Usually If something messes up I blame HAL and just hope he doesn't reply with calling me Dave. Hal is Short for hardware abstraction layer, programming in an operating system that functions as an interface between a system’s hardware and software, providing a consistent hardware platform on which to run applications. When a HAL is employed, applications do not access hardware directly but access the abstract layer provided by the HAL. Like APIs, HALs allow applications to be device-independent because they abstract information from such systems as caches, I/O buses and interrupts and use this data to give the software a way to interact with the specific requirements of the hardware on which it is running.
This means on a windowsXP OS all the programs of your computer USE HAL to communicate to your hardware and vice versa. HAL has ring 0 which means it has unlimited access to all of your computer's resources, this is so the applications do not need to access the hardware directly and that HAL can access whatever it need to accomplish the tasks it is given.
So HAL is a good thing to want to give ring 0 because without it, it would be limited and most hardware on your mahcine would run improperly or not at all.
What else uses Ring 0?
Firewalls use ring 0 to override certain hardware so that it stops all traffic to and from your computer whenever you engage the security lock.
Bluetooth Software, I believe uses it in order to override hardware settings from the settings control panels.
I'm sure there are others but this post is long enough as is.

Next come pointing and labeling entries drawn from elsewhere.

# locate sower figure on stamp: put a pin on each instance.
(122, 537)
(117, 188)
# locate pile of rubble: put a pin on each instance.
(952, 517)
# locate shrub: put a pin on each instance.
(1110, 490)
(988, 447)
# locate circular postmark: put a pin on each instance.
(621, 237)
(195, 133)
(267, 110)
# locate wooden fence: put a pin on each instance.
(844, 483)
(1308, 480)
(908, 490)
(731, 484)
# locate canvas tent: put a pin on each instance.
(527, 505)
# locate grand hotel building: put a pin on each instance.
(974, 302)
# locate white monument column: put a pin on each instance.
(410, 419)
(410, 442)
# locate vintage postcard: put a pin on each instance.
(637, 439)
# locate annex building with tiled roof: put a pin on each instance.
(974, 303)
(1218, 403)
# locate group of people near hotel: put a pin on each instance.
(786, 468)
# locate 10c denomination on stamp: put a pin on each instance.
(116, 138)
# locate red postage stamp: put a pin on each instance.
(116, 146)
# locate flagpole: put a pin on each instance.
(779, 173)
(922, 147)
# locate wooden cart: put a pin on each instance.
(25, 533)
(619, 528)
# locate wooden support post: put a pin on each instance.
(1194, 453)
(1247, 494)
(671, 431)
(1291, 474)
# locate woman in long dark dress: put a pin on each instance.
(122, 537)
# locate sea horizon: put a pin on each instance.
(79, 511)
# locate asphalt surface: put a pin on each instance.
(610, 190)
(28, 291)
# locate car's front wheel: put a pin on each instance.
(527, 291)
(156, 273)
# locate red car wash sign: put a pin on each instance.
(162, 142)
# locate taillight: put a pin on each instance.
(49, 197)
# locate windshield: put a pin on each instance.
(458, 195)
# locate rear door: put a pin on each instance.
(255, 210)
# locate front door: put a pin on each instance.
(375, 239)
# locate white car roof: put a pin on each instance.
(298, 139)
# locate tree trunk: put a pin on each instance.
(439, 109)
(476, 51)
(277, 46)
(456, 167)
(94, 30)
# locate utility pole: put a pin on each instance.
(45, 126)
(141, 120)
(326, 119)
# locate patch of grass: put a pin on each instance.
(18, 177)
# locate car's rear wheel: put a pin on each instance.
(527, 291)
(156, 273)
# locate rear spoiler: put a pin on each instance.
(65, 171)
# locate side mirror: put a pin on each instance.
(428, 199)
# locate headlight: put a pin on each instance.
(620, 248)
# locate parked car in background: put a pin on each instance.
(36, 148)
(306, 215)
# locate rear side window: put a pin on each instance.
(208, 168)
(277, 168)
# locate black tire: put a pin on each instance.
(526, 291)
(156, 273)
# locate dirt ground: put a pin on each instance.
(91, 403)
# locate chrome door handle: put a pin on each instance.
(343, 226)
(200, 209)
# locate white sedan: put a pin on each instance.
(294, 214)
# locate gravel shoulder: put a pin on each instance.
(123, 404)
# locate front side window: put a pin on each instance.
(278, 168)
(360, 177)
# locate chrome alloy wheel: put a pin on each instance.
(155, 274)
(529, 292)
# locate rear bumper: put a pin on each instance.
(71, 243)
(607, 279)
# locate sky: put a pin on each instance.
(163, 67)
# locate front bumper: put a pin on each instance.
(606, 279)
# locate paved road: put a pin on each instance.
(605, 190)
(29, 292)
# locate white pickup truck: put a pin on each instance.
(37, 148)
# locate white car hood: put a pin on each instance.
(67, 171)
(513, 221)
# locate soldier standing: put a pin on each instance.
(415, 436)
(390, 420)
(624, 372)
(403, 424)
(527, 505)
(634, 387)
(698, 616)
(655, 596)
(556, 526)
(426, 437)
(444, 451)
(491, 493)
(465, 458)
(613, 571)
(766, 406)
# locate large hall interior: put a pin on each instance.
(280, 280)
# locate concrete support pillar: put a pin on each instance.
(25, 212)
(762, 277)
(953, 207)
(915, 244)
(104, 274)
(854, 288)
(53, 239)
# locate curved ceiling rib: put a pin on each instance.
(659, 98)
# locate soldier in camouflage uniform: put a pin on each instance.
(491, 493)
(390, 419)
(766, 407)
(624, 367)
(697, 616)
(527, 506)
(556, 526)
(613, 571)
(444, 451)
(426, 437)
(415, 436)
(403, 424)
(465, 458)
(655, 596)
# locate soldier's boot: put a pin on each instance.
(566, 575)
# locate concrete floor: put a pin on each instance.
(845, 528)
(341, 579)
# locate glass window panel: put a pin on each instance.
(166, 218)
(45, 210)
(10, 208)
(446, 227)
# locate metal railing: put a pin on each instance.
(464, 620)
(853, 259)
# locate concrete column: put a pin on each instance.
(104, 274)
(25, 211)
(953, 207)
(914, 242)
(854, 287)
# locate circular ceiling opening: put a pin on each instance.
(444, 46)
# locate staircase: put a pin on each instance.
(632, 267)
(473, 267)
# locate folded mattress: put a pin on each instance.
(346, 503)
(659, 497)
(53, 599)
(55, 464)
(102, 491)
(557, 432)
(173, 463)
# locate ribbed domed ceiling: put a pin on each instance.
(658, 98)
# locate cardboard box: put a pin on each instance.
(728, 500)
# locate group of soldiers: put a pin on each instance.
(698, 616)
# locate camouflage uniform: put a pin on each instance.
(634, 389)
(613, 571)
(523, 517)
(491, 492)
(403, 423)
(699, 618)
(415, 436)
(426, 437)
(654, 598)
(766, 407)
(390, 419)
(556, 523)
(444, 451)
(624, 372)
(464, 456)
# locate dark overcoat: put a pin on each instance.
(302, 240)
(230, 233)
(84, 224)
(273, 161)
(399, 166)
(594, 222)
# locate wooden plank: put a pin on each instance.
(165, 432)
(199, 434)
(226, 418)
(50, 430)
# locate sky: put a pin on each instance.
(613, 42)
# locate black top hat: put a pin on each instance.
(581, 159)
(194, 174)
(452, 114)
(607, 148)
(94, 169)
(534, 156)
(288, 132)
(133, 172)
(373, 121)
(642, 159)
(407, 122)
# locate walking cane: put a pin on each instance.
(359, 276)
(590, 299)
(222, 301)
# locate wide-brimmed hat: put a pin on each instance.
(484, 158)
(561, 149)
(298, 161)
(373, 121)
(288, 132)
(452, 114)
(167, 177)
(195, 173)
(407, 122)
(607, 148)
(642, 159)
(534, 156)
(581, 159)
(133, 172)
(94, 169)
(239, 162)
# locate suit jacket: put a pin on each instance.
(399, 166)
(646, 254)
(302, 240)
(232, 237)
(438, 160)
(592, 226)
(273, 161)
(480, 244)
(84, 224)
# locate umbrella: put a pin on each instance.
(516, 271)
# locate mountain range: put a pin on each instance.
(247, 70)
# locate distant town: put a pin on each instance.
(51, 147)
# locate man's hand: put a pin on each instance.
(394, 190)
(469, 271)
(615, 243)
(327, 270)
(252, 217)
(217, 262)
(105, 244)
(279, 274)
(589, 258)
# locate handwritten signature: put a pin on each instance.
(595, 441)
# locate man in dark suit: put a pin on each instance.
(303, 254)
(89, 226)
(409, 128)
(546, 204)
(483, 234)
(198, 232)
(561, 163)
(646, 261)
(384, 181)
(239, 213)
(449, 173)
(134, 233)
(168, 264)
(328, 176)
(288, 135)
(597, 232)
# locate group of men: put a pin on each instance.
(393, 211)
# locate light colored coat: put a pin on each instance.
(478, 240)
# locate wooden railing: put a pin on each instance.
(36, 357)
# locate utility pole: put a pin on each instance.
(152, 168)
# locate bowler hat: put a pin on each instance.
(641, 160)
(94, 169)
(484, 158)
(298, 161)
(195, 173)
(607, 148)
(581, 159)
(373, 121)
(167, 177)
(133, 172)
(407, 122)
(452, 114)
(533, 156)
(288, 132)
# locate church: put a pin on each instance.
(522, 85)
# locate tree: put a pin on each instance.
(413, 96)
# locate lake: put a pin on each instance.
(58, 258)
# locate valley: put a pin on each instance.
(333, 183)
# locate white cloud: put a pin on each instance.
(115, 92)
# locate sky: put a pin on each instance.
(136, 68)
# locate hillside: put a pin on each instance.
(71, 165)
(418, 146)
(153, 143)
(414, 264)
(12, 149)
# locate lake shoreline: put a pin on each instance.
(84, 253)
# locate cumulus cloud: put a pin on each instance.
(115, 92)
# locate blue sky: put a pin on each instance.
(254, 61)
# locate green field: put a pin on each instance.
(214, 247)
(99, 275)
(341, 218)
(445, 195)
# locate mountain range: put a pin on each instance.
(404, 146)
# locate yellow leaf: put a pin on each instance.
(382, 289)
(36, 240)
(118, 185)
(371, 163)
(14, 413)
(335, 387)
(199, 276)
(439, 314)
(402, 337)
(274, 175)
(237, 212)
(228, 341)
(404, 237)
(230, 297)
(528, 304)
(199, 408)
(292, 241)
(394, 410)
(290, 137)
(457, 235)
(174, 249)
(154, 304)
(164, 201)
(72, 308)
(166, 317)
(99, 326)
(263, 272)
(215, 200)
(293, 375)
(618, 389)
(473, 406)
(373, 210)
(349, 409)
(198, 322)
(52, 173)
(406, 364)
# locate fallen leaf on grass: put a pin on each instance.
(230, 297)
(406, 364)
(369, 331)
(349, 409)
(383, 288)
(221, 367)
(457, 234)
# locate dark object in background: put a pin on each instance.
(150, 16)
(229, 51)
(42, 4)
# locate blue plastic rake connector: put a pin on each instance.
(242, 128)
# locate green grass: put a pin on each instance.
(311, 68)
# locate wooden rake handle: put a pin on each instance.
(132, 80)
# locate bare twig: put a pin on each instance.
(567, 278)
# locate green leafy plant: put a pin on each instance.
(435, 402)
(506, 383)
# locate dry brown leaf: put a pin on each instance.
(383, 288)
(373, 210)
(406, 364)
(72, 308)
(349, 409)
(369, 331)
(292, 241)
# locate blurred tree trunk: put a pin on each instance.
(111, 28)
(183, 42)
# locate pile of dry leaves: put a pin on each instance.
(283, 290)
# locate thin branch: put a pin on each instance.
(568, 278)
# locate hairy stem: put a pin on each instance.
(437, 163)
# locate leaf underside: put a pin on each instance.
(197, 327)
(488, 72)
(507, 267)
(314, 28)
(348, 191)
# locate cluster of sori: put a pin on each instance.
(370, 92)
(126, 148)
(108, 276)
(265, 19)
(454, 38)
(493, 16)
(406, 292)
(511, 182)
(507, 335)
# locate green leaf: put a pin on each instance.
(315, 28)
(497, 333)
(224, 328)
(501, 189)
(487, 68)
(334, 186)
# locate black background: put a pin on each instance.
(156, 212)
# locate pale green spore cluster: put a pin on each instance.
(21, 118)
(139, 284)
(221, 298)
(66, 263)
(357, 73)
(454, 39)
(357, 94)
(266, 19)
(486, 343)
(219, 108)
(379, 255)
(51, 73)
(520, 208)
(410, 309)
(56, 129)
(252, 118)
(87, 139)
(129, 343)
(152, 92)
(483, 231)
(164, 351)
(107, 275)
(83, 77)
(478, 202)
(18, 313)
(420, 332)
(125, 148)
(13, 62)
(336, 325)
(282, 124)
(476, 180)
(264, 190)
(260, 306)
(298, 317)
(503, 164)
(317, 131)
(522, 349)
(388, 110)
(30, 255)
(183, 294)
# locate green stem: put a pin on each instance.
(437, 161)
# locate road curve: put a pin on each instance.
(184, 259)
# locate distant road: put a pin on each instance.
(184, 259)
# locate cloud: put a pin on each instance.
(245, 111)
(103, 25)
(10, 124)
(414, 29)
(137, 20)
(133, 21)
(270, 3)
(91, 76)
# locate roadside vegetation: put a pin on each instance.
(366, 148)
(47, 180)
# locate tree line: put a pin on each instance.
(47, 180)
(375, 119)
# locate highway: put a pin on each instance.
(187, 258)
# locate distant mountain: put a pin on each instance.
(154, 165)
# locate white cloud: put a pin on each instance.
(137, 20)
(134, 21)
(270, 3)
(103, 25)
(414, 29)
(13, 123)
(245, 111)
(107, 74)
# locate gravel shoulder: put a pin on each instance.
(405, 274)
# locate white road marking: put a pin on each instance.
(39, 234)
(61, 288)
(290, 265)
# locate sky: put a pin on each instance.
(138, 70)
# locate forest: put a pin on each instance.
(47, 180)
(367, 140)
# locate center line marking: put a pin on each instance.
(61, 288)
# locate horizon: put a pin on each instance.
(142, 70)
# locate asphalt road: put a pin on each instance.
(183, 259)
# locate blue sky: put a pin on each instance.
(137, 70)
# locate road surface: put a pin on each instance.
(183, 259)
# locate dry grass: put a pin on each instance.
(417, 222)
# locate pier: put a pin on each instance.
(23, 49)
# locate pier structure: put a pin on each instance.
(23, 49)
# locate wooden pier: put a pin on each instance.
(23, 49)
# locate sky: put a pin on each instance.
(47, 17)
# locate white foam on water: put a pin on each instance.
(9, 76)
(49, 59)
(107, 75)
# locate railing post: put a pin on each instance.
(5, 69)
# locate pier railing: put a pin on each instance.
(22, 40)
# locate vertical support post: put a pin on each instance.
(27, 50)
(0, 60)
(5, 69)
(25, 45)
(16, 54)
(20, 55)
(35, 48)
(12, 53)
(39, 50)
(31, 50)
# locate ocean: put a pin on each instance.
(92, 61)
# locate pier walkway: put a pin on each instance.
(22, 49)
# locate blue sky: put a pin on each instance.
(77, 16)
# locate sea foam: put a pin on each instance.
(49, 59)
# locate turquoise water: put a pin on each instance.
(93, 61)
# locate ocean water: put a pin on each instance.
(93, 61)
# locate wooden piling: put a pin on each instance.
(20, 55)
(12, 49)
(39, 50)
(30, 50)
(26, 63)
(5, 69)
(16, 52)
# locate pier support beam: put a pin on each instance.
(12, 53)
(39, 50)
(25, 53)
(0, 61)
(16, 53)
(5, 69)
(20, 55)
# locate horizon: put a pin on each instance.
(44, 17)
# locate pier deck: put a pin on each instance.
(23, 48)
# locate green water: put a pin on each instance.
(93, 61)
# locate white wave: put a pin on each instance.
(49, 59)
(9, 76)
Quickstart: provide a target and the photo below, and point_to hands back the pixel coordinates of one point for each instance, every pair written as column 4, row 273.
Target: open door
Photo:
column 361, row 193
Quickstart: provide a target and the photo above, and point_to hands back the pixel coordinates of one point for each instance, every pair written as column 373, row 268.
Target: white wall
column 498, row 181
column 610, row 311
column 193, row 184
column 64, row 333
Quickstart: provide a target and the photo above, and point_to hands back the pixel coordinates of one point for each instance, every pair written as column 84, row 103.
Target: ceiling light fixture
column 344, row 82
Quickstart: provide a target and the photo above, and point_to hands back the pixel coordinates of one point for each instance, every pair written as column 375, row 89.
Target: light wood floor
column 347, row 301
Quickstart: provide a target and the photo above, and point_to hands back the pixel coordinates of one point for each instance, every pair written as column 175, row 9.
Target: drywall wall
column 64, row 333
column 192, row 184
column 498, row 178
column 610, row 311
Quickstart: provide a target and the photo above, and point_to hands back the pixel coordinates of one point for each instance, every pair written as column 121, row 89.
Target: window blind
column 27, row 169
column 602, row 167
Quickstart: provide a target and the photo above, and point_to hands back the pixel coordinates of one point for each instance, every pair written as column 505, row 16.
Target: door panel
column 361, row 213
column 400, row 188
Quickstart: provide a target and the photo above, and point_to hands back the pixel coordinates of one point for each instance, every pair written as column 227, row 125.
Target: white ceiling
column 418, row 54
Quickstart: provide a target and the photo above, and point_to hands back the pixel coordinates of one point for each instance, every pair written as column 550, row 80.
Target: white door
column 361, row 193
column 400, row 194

What I'm saying here is that 'Ring 0' has been the way in which CPUs have secures computers since windows NT, its in the CPU as a means to permit and deny access to trusted or untrusted applications. The ring system has been around for a while, ans has been vulnerable ever since the first published buffer overflow exploit for Windows, so no need to start panicing about it now.
as for starForce it has Ring 0, in my opinion, I think that's way too much access for a commercial software other then a firewall. But here's the thing. A hacker has to get passed your firewall in order to even try to use SF's ring status and in order to circumvent your firewall he'd already have access to your computer from your firewall, so it would be pointless for him to want SFs too because in a sense once he's passed your FireWall he already has ring 0. My suggestion, find a CPU that dosn't use this system of control, the ring system is old and as with all technology becoming more and more vulnerable as it ages on.
Me, I'll just wait for the new CELL CHIP coming out.